Yet another benefit of open source - try before you buy viral marketing - is also possible for cloud application vendors. During one venture pitch, I was asking the company how they'd avoid the high sales costs typically associated with enterprise software. Open source has solved this problem by letting companies build a huge pipeline of free users, who they can then upsell with follow-on services. The cloud answer isn't quite as good, but at least there's an answer: some number of application instances are free, and you charge after that. While this business model loses some virality, and transfers some costs from the end user to the application provider, it has a benefit that open source now lacks, of providing a much stronger upgrade path to paid services. Only time will tell whether open source or cloud deployment is a better distribution vector, but it's clear that both are miles ahead of traditional proprietary software in this regard.

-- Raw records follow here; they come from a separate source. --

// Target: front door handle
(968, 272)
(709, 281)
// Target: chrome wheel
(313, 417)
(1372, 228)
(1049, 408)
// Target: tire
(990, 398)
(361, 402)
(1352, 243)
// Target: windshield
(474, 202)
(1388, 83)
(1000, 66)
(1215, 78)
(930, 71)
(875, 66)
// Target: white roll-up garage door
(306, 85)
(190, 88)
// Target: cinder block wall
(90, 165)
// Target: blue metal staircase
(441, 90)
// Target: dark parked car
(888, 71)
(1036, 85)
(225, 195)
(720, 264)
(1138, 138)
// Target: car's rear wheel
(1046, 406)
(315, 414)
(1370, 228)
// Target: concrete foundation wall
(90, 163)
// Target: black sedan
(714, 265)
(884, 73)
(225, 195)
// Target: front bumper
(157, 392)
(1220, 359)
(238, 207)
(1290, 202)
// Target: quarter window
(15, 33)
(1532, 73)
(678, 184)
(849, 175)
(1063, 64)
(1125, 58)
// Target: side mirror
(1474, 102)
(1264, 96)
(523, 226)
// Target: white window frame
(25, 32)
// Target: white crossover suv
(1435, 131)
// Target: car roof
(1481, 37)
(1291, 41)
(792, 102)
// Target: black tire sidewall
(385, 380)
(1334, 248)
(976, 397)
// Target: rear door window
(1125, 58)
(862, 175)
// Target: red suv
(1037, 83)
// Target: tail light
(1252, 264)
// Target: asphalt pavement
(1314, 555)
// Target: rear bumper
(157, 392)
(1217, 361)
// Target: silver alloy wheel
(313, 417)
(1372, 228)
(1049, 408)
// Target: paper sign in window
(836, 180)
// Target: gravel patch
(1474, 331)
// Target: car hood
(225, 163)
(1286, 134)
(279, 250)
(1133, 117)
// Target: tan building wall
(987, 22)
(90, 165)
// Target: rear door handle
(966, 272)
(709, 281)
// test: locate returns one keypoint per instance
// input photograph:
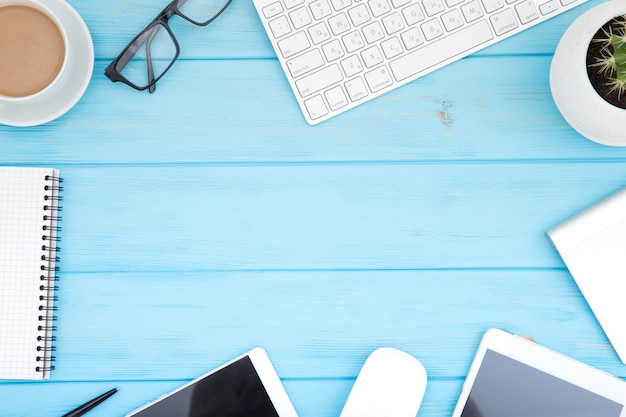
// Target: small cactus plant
(606, 61)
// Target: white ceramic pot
(575, 97)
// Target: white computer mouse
(390, 384)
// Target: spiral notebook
(29, 209)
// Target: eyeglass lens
(200, 11)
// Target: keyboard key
(391, 47)
(472, 11)
(432, 29)
(439, 51)
(272, 10)
(319, 80)
(341, 4)
(393, 23)
(319, 33)
(306, 62)
(504, 21)
(373, 32)
(433, 7)
(399, 3)
(372, 56)
(336, 98)
(452, 20)
(290, 4)
(300, 18)
(356, 89)
(316, 107)
(351, 65)
(359, 15)
(412, 38)
(378, 79)
(492, 5)
(320, 9)
(293, 44)
(280, 26)
(549, 7)
(413, 14)
(339, 24)
(333, 50)
(353, 41)
(379, 7)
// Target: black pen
(90, 404)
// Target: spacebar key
(439, 51)
(319, 80)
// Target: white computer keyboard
(338, 54)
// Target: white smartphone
(513, 376)
(247, 386)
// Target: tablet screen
(233, 391)
(505, 387)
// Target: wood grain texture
(209, 218)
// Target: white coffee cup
(30, 69)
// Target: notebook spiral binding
(49, 259)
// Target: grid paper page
(21, 230)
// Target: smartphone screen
(233, 391)
(506, 387)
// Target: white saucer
(70, 88)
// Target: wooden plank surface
(209, 218)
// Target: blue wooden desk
(209, 218)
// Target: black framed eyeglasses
(151, 54)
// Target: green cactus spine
(612, 60)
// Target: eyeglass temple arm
(151, 82)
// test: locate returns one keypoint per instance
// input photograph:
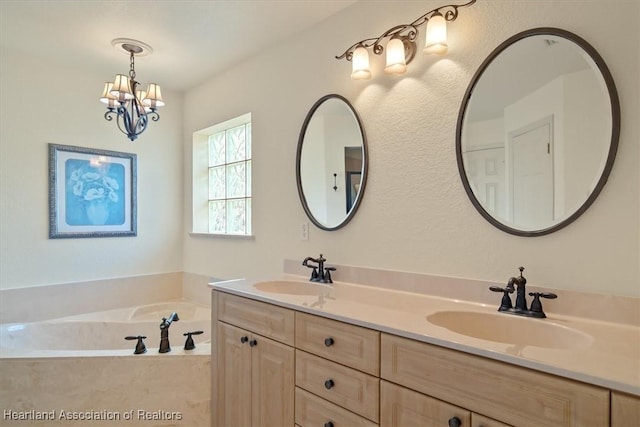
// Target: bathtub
(80, 371)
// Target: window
(222, 178)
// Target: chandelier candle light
(132, 107)
(401, 44)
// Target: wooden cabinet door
(401, 407)
(625, 410)
(272, 372)
(234, 377)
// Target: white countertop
(608, 354)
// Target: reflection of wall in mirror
(484, 163)
(353, 171)
(312, 166)
(340, 133)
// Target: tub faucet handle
(189, 344)
(140, 347)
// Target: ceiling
(191, 39)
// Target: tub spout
(164, 332)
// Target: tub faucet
(164, 332)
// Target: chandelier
(131, 106)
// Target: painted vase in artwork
(98, 211)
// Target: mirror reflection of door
(544, 106)
(353, 174)
(487, 178)
(532, 175)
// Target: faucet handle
(189, 344)
(140, 347)
(536, 305)
(506, 303)
(327, 274)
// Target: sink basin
(293, 288)
(510, 329)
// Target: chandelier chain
(132, 69)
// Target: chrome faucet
(164, 332)
(320, 273)
(518, 285)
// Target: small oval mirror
(331, 162)
(538, 132)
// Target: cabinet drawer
(508, 393)
(347, 344)
(264, 319)
(312, 411)
(482, 421)
(351, 389)
(401, 407)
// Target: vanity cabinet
(625, 410)
(281, 367)
(506, 393)
(337, 373)
(255, 364)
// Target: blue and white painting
(94, 192)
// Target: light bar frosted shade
(436, 40)
(361, 69)
(121, 88)
(153, 99)
(396, 63)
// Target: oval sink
(293, 288)
(510, 329)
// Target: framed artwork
(92, 193)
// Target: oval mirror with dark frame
(331, 162)
(538, 131)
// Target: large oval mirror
(538, 131)
(331, 162)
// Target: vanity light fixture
(401, 42)
(132, 107)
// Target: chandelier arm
(450, 13)
(348, 54)
(108, 114)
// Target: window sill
(224, 236)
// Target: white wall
(44, 102)
(415, 215)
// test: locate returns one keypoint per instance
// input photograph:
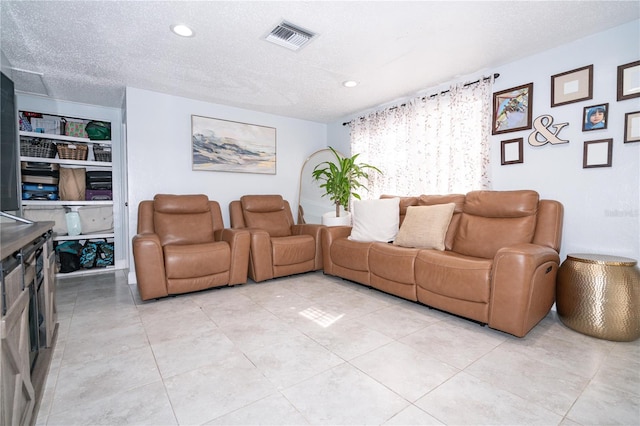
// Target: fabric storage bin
(72, 184)
(68, 151)
(37, 148)
(102, 153)
(47, 124)
(45, 214)
(98, 194)
(76, 129)
(95, 219)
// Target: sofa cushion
(196, 260)
(495, 219)
(425, 226)
(350, 254)
(375, 220)
(453, 275)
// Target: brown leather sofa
(278, 246)
(182, 246)
(498, 268)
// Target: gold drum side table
(599, 295)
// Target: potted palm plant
(340, 180)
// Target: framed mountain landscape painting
(229, 146)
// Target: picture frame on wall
(511, 151)
(632, 127)
(572, 86)
(229, 146)
(512, 109)
(629, 81)
(597, 153)
(595, 117)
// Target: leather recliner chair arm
(523, 286)
(315, 231)
(329, 235)
(261, 265)
(239, 241)
(149, 261)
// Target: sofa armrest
(260, 255)
(316, 232)
(523, 287)
(239, 241)
(329, 235)
(148, 257)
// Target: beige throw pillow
(425, 226)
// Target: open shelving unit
(89, 164)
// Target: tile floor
(313, 349)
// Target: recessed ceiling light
(182, 30)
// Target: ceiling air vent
(289, 36)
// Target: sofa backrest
(268, 212)
(404, 203)
(494, 219)
(180, 219)
(458, 200)
(549, 226)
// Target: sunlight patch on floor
(320, 317)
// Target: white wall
(159, 153)
(601, 204)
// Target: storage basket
(68, 151)
(102, 153)
(37, 148)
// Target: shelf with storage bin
(66, 203)
(63, 138)
(83, 237)
(88, 163)
(71, 152)
(101, 149)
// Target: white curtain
(432, 145)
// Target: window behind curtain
(433, 145)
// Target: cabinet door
(50, 309)
(18, 396)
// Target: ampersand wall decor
(542, 126)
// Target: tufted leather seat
(182, 246)
(278, 246)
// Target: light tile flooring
(314, 349)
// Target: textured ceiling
(89, 51)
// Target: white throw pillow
(375, 220)
(425, 226)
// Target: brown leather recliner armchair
(278, 246)
(182, 246)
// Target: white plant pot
(330, 219)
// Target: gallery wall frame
(511, 151)
(629, 81)
(597, 153)
(512, 109)
(572, 86)
(632, 127)
(595, 117)
(230, 146)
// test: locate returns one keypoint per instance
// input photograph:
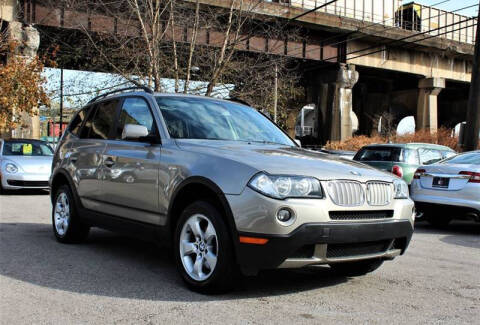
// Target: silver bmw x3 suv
(224, 187)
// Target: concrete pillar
(427, 106)
(334, 102)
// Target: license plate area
(441, 182)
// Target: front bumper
(327, 243)
(22, 180)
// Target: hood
(284, 160)
(31, 164)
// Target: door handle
(109, 162)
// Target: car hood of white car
(31, 164)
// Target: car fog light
(285, 216)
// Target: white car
(448, 189)
(24, 164)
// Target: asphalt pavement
(112, 279)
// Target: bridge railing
(391, 13)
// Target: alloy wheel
(198, 247)
(62, 214)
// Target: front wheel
(66, 225)
(356, 268)
(203, 249)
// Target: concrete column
(334, 103)
(427, 106)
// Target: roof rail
(144, 88)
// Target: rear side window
(100, 121)
(429, 156)
(135, 111)
(379, 154)
(409, 156)
(85, 131)
(77, 121)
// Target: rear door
(131, 166)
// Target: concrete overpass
(364, 56)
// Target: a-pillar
(334, 102)
(427, 107)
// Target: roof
(119, 94)
(22, 140)
(413, 145)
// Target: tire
(67, 227)
(357, 268)
(203, 250)
(436, 220)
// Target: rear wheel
(203, 249)
(65, 221)
(356, 268)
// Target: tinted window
(379, 154)
(471, 158)
(429, 156)
(103, 120)
(77, 121)
(135, 111)
(85, 131)
(196, 118)
(26, 148)
(448, 154)
(409, 156)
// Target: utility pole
(61, 106)
(473, 111)
(275, 95)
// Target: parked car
(448, 189)
(24, 164)
(223, 186)
(402, 159)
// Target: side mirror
(134, 132)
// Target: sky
(451, 5)
(84, 82)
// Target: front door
(130, 167)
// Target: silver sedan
(448, 189)
(24, 163)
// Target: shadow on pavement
(111, 265)
(461, 233)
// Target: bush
(443, 137)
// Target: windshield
(379, 154)
(471, 158)
(26, 148)
(197, 118)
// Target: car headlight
(11, 168)
(401, 189)
(282, 187)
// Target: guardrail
(391, 13)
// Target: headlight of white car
(11, 168)
(282, 187)
(401, 189)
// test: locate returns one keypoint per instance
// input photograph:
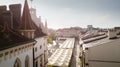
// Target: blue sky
(67, 13)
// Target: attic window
(1, 55)
(35, 49)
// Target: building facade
(22, 42)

In short, we're a long way from having all the answers, but we're getting there. Despite all the possibilities for lock-in that we see with Web 2.0 and cloud computing, I believe that the benefits of openness and interoperability will eventually prevail, and we'll see a system made up of cooperating programs that aren't all owned by the same company, an internet platform, that, like Linux on the commodity PC architecture, is assembled from the work of thousands. Those who are skeptical of the idea of the internet operating system argue that we're missing the kinds of control layers that characterize a true operating system. I like to remind them that much of the software that is today assembled into a Linux system already existed before Linus wrote the kernel. Like LA, 72 suburbs in search of a city, today's web is 72 subsystems in search of an operating system kernel. When we finally get that kernel, it had better be open source.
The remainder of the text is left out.